The respondents from Latin America considered (at a rate of 68%) that the IT security is very important, closely followed by Americans (67%), while Europeans, in terms of percentage of 58% seem a little more peaceful. From the European countries, France and Russia have a negative note, only 35% of respondents considering this issue as very important. Moreover, in Russia, 10% believe that the IT security is not at all important, despite of powerful local solutions (I am referring to Kaspersky or Dr. Web).
With no noticeable changes compared to the last year, there is a tendency to use an anti-virus solution (doubled by a firewall) which remains prevalent, while only the Americans also use the antispyware component. Instead, the interest in a Web filter is manifested in fewer than half of respondents, regardless of geographic spread. Regarding this, you can read the articles related to the Panda USB Vaccine.
Free vs. paid antivirus antivirus
To the surprise of those who made this barometer, the Americans (64%) most often use anti-virus programs (more accurately, security programs) that are free, while Europeans, in an overwhelming proportion (98% in France, 95% Spain, 94% Germany) seem willing to pay.
And when you raise the subject of updating the system, unfortunately, there are still managers who do not know if they have installed these updates, or if they are available. The barometer rose slightly from 2009, the percentage of those who responded honestly (but not incentive) telling they “do not know”, answers like this totalizing around 5% in Latin America, Europe 6% and 5% in Canada. The Americans are proved to be the most appropriate people who know the facts, stating that 88% have installed these updates, 12% saying that they did not install the updates.

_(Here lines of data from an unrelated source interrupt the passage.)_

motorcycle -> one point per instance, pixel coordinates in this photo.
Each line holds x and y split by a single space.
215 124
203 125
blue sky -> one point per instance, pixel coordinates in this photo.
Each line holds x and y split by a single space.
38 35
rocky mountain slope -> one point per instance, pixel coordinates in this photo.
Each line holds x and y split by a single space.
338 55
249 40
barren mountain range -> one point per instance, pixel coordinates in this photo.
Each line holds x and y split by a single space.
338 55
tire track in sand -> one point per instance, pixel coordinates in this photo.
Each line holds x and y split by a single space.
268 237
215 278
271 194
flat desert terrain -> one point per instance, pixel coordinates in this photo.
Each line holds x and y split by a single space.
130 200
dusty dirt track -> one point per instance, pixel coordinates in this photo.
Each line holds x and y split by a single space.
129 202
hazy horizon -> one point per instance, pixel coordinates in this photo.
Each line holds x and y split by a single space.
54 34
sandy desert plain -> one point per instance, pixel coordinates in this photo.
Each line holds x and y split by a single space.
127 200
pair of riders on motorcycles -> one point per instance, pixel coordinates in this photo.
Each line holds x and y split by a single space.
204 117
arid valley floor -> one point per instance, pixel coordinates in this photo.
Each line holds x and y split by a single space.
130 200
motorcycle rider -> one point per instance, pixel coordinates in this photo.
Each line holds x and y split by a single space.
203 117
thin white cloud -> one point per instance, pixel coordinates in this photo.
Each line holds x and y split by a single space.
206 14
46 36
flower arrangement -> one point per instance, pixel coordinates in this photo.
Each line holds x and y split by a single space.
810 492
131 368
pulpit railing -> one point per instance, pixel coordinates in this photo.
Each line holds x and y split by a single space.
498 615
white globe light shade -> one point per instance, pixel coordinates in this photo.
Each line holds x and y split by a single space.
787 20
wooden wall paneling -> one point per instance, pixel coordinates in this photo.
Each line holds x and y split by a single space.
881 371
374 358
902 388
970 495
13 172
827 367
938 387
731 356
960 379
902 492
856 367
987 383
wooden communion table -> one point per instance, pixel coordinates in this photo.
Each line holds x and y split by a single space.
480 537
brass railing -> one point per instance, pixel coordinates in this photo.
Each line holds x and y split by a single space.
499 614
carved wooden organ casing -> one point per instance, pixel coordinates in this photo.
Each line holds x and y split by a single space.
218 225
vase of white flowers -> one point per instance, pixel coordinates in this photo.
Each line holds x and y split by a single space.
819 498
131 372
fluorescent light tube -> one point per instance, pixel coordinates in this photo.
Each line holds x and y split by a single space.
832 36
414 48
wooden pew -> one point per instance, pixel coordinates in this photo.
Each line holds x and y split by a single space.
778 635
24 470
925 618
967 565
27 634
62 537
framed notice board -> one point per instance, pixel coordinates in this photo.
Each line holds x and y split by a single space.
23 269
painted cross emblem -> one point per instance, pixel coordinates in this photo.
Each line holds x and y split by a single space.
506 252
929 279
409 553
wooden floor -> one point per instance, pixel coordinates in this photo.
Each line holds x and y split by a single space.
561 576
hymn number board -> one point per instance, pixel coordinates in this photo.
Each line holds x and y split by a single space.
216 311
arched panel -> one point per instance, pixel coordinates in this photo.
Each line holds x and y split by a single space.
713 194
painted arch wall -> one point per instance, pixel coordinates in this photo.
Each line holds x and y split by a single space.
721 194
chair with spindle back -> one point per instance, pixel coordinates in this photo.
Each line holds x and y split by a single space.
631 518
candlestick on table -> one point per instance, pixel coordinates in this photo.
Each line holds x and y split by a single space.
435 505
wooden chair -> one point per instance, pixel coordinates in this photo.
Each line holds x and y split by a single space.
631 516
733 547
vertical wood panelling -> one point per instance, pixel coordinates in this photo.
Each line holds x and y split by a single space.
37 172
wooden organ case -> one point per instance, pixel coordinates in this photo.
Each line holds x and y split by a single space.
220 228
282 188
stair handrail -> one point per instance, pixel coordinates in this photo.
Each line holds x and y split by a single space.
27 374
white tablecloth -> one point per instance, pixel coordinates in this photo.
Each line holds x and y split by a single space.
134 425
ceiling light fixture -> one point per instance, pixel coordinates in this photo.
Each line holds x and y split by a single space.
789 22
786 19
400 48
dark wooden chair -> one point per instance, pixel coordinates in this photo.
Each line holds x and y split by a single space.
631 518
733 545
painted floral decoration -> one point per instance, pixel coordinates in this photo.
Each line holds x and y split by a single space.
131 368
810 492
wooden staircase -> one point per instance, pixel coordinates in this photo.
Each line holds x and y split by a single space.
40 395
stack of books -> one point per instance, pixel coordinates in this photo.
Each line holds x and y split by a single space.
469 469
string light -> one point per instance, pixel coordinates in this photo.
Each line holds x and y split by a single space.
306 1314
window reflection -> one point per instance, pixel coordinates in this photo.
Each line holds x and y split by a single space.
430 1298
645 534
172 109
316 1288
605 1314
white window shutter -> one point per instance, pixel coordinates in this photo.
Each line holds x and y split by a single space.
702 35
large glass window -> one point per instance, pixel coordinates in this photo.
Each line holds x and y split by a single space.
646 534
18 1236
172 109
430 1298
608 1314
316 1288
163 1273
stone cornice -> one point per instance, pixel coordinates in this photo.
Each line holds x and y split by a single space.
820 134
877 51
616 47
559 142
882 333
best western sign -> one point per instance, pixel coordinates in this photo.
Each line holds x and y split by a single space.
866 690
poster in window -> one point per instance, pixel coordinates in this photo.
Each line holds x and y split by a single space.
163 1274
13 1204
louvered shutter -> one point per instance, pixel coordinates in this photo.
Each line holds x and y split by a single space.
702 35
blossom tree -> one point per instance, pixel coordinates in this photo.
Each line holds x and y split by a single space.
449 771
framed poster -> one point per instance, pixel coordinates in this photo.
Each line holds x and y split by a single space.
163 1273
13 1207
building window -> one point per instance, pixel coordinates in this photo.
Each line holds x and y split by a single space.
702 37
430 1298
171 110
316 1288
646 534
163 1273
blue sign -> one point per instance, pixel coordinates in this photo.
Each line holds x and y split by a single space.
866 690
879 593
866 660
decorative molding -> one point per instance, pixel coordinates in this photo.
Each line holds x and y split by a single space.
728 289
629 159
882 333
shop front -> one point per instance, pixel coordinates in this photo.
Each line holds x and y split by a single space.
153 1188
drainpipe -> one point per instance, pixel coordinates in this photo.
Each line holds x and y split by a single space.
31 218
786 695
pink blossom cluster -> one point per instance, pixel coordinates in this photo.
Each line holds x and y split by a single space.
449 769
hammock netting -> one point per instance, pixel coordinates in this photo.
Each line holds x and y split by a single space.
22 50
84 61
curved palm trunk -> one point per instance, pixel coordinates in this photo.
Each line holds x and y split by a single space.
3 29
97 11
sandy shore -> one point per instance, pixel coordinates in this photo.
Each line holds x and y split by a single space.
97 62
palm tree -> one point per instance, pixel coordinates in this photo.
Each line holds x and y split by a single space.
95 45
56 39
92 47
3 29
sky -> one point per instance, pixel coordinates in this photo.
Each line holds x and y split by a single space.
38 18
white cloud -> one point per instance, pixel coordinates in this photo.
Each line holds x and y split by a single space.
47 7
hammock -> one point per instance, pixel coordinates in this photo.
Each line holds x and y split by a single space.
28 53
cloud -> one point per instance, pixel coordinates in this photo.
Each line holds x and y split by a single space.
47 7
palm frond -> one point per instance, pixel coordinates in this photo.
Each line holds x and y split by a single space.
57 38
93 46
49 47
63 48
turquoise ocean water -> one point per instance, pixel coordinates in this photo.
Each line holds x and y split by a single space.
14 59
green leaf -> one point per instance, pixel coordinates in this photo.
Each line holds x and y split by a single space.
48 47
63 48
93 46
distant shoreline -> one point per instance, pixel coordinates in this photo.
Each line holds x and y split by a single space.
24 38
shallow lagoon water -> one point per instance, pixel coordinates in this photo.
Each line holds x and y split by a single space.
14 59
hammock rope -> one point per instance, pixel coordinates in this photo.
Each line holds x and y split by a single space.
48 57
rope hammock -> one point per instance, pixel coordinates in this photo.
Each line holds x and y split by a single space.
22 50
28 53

Beyond explanations referring to the current economic situation, there are not few aberrant cases like these ones: in Peru, 17% of respondents believe these programs are unnecessary, while the remaining 83% still think if they are good or not, or in Belgium, 30% of respondents are dissatisfied with the resources consumed or some cases are truly hilarious (14% of Spanish people said they do not use the computers and they do not have a reason to invest in their security.
These answers came from managers or employers that manage the business departments of a large number of companies (SMBs / Small and Medium-size business = less than 1000 employees) that do not seem at all concerned about the online security.